INTRODUCTION: The increased use of organophosphorus (OP) pesticides and the ever increasing possibility of terror groups using nerve agents underscore a need to develop effective and safe antidotes against OP poisoning. The objectives of the present study were to develop a novel atropine sulfate (AS) sublingual injection formulation, to create its bioavailability data in humans and to evaluate its suitability for field use with a view to obtain early therapeutic drug concentration in comparison to the conventional intramuscular route that provides a therapeutic peak of 6 to 8 ng/mL in blood at 30 minutes. METHODS: Two milligrams per 0.1 mL of AS was sublingually injected in 6 volunteers, and bioavailability and atropinization signs (blood pressure, pupil diameter, and heart rate) were noted. RESULTS: Human bioavailability curve was created, which was equivalent to 2 mg IM injection in amplitude within 10 minutes and describing a better curve thereafter. Peak plasma concentration of AS occurred at 15 minutes and was 21 ng/mL. Increase in heart rate became extremely significant at 5 minutes (P < .0001) with maximum increase of 62% + or - 6% at 10 minutes after administration. Pupil diameter showed maximal increase of 58% + or - 21% at 15 minutes (P < .01). CONCLUSIONS: Sublingual AS appears to have several advantages over conventional IM route including better bioavailability, rapid onset of action, and early atropinization. It is a safe and efficacious procedure with the potential to become an alternative to conventional IM injection, particularly in case of chemical terrorism scenario where hundreds of victims may require immediate atropinization simultaneously.

Development of atropine sulphate nasal drops and its pharmacokinetic and safety evaluation in healthy human volunteers.
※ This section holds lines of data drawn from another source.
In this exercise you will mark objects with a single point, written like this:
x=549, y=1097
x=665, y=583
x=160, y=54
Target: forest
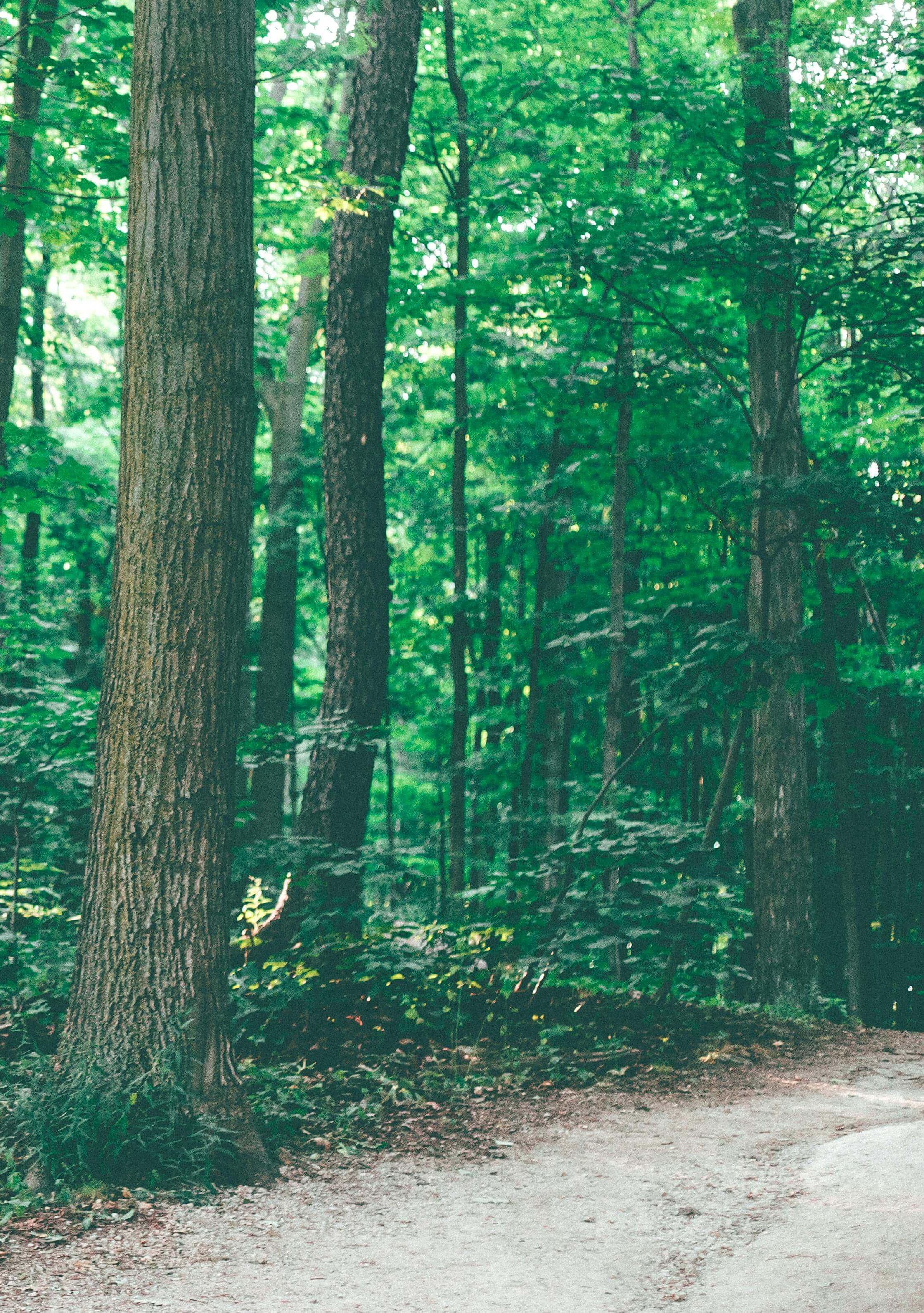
x=461, y=581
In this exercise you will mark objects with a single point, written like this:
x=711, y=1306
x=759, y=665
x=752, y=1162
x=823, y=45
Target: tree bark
x=459, y=633
x=33, y=527
x=284, y=400
x=335, y=804
x=152, y=971
x=520, y=799
x=494, y=623
x=31, y=70
x=785, y=967
x=626, y=386
x=843, y=771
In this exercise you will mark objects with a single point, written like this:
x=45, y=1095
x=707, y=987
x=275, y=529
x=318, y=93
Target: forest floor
x=791, y=1183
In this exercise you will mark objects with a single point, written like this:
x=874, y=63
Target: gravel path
x=804, y=1193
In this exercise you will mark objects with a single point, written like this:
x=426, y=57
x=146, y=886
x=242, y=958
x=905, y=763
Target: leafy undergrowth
x=390, y=1039
x=422, y=1097
x=364, y=1101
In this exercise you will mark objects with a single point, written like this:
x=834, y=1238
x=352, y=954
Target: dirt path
x=801, y=1193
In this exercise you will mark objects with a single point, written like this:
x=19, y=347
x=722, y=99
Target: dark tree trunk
x=284, y=400
x=494, y=623
x=335, y=804
x=785, y=967
x=626, y=389
x=153, y=959
x=459, y=635
x=696, y=774
x=523, y=789
x=843, y=771
x=29, y=73
x=33, y=528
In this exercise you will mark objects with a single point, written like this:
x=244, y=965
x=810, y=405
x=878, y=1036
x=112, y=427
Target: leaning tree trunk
x=785, y=968
x=336, y=796
x=33, y=527
x=284, y=400
x=33, y=48
x=626, y=386
x=459, y=635
x=153, y=959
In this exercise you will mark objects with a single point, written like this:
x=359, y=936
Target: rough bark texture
x=336, y=796
x=33, y=528
x=785, y=968
x=521, y=794
x=284, y=400
x=626, y=388
x=494, y=620
x=31, y=70
x=153, y=951
x=459, y=635
x=843, y=771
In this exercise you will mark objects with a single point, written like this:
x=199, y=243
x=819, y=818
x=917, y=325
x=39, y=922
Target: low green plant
x=95, y=1124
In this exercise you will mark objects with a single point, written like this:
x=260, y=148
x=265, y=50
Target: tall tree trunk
x=520, y=799
x=785, y=968
x=33, y=49
x=153, y=957
x=626, y=386
x=284, y=400
x=336, y=796
x=459, y=635
x=843, y=771
x=33, y=528
x=494, y=621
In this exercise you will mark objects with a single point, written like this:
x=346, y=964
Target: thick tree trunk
x=152, y=969
x=284, y=400
x=33, y=528
x=785, y=968
x=336, y=796
x=459, y=635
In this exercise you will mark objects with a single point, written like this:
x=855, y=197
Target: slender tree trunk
x=33, y=528
x=459, y=635
x=696, y=776
x=523, y=789
x=494, y=623
x=152, y=968
x=626, y=386
x=284, y=400
x=842, y=766
x=336, y=796
x=785, y=968
x=29, y=73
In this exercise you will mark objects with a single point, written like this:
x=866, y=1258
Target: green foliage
x=97, y=1126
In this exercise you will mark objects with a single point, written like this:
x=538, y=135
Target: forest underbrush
x=347, y=1053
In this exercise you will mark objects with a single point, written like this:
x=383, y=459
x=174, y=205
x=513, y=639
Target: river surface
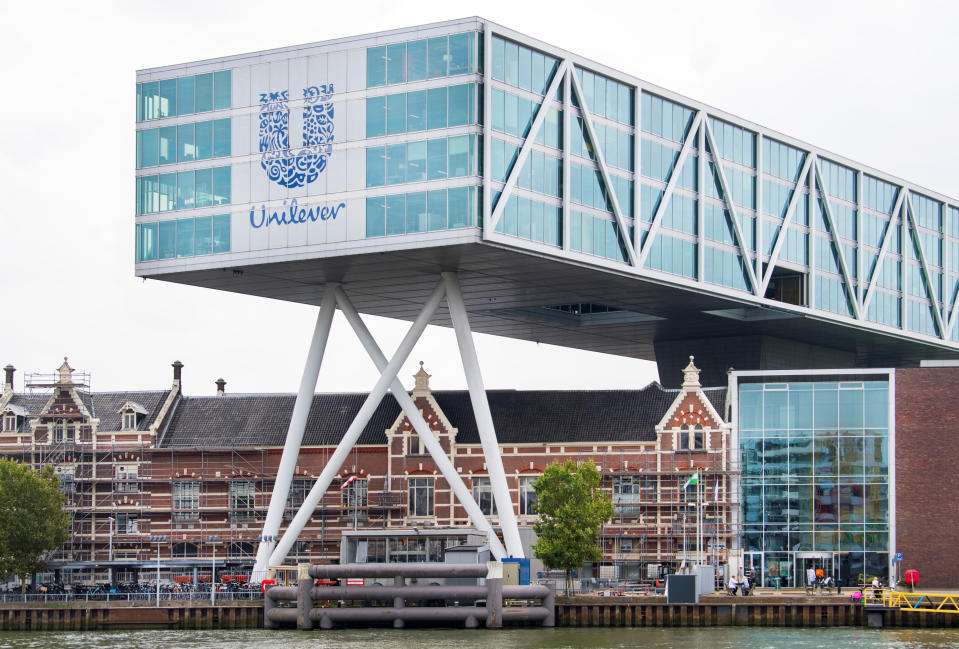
x=699, y=638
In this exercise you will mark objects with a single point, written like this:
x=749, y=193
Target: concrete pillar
x=494, y=595
x=304, y=597
x=268, y=605
x=398, y=601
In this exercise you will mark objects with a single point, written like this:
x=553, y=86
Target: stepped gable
x=535, y=416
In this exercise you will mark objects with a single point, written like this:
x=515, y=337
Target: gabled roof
x=103, y=405
x=520, y=417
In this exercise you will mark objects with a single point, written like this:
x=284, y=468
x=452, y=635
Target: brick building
x=199, y=471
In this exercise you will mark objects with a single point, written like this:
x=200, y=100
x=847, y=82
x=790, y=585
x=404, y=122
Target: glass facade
x=195, y=93
x=421, y=110
x=815, y=478
x=427, y=211
x=183, y=143
x=202, y=235
x=428, y=58
x=183, y=190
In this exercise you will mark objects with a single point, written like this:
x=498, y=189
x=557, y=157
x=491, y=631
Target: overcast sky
x=873, y=81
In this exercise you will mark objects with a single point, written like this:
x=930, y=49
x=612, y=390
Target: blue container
x=523, y=570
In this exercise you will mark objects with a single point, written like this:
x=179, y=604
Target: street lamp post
x=158, y=540
x=213, y=541
x=110, y=554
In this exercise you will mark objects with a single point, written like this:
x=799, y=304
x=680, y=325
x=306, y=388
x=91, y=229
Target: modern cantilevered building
x=548, y=197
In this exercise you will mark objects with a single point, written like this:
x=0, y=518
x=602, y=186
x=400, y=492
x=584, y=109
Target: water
x=701, y=638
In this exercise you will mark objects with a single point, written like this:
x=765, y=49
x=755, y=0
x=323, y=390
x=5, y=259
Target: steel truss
x=272, y=550
x=757, y=266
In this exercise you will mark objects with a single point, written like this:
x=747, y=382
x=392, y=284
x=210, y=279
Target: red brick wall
x=927, y=492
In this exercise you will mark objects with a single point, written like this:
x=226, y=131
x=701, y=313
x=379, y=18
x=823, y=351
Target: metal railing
x=933, y=602
x=203, y=596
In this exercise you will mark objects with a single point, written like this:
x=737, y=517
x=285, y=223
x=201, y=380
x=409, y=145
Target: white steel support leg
x=484, y=419
x=443, y=462
x=294, y=434
x=356, y=428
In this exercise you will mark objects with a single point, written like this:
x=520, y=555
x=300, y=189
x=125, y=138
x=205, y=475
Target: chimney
x=177, y=373
x=8, y=378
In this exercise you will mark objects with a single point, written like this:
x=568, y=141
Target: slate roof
x=535, y=416
x=103, y=405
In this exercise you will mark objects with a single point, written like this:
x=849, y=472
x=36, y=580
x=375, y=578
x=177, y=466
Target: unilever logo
x=289, y=169
x=283, y=166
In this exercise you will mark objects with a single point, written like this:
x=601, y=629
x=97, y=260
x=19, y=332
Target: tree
x=571, y=508
x=32, y=521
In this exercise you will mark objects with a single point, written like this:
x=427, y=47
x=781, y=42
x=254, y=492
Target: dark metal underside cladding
x=527, y=417
x=504, y=289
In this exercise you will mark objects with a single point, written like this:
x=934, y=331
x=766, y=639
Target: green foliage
x=32, y=522
x=571, y=508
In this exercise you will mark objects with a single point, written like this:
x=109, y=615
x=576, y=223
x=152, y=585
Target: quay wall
x=570, y=612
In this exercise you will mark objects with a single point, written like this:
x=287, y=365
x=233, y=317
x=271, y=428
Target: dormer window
x=132, y=414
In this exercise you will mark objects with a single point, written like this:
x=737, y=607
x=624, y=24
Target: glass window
x=436, y=159
x=221, y=138
x=375, y=217
x=395, y=164
x=436, y=57
x=416, y=215
x=437, y=210
x=421, y=497
x=221, y=185
x=203, y=236
x=459, y=105
x=186, y=145
x=185, y=95
x=150, y=97
x=459, y=53
x=416, y=111
x=204, y=92
x=396, y=113
x=527, y=496
x=395, y=214
x=203, y=187
x=204, y=140
x=221, y=233
x=375, y=66
x=415, y=161
x=185, y=190
x=459, y=207
x=395, y=62
x=150, y=147
x=436, y=108
x=167, y=192
x=375, y=116
x=167, y=147
x=416, y=61
x=184, y=238
x=222, y=89
x=376, y=166
x=459, y=156
x=167, y=250
x=167, y=107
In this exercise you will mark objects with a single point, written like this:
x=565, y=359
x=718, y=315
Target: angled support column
x=484, y=419
x=294, y=434
x=419, y=424
x=356, y=428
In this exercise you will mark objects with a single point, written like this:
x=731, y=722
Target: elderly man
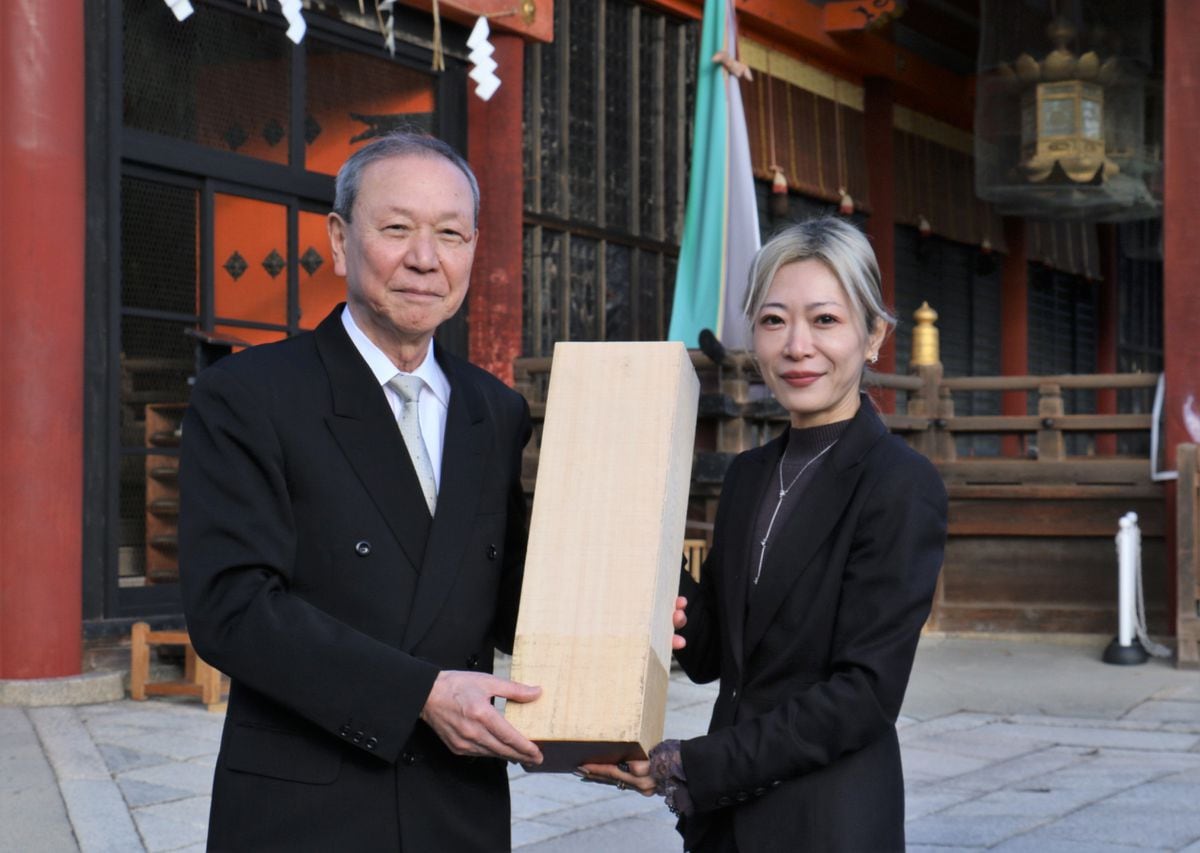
x=352, y=541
INTRODUCTION: The increased use of organophosphate (OP) insecticides and the ever increasing possibility of terror groups using nerve agents underscore the need to develop effective and safe antidotes against OP poisoning. While intramuscular administration of nerve gas antidotes like atropine sulphate has certain lacunae, intravenous route is neither practical nor feasible in the field conditions for mass casualties. The objective was to develop a novel atropine sulphate nasal drop formulation, evaluate and characterize it using scintigraphy and to carry out safety-efficacy study in human volunteers with a view to obtain early pharmacological effects in comparison to the existing options, particularly the conventional intramuscular route. METHODS: Permeability studies were done using atropine sulphate solution containing variable amount of chitosan. Radiometric method was developed for scintigraphy studies while standard spectroscopy was used for the quantification of atropine sulphate in fluids. Concentration of atropine sulphate in nasal drops to produce therapeutic concentration in blood was calculated. Six volunteers (age range 18-53 years) were administered the formulation delivering 6mg of atropine sulphate each. Bioavailability and atropinization were noted serially. RESULTS: Based on the results of in vitro, human scintigraphy and analytical data, 1% atropine sulphate-0.5% chitosan was chosen as the final nasal formulation. Human bioavailability curve was created which showed that the therapeutic concentration of the drug in blood was reached within 5min with nasal drops suggesting that drug delivery through the nasal route is significantly better than the intramuscular route. Unpaired t-test between the means of baseline value of heart rate and that of each time interval showed that increase in heart rate of all the volunteers became significant at 15min (P<0.01) and extremely significant at 30min (P<0.001). Correlation was evident from 5min (c>0.7). Pupil diameter showed maximal increase at 30min (P<0.01). CONCLUSIONS: This novel product, 1% atropine sulphate-0.5% chitosan nasal drops might be a safe and efficacious emergency treatment of organophosphorous poisoning with several advantages over the present management, including early atropinization and capability of mass treatment in least amount of time.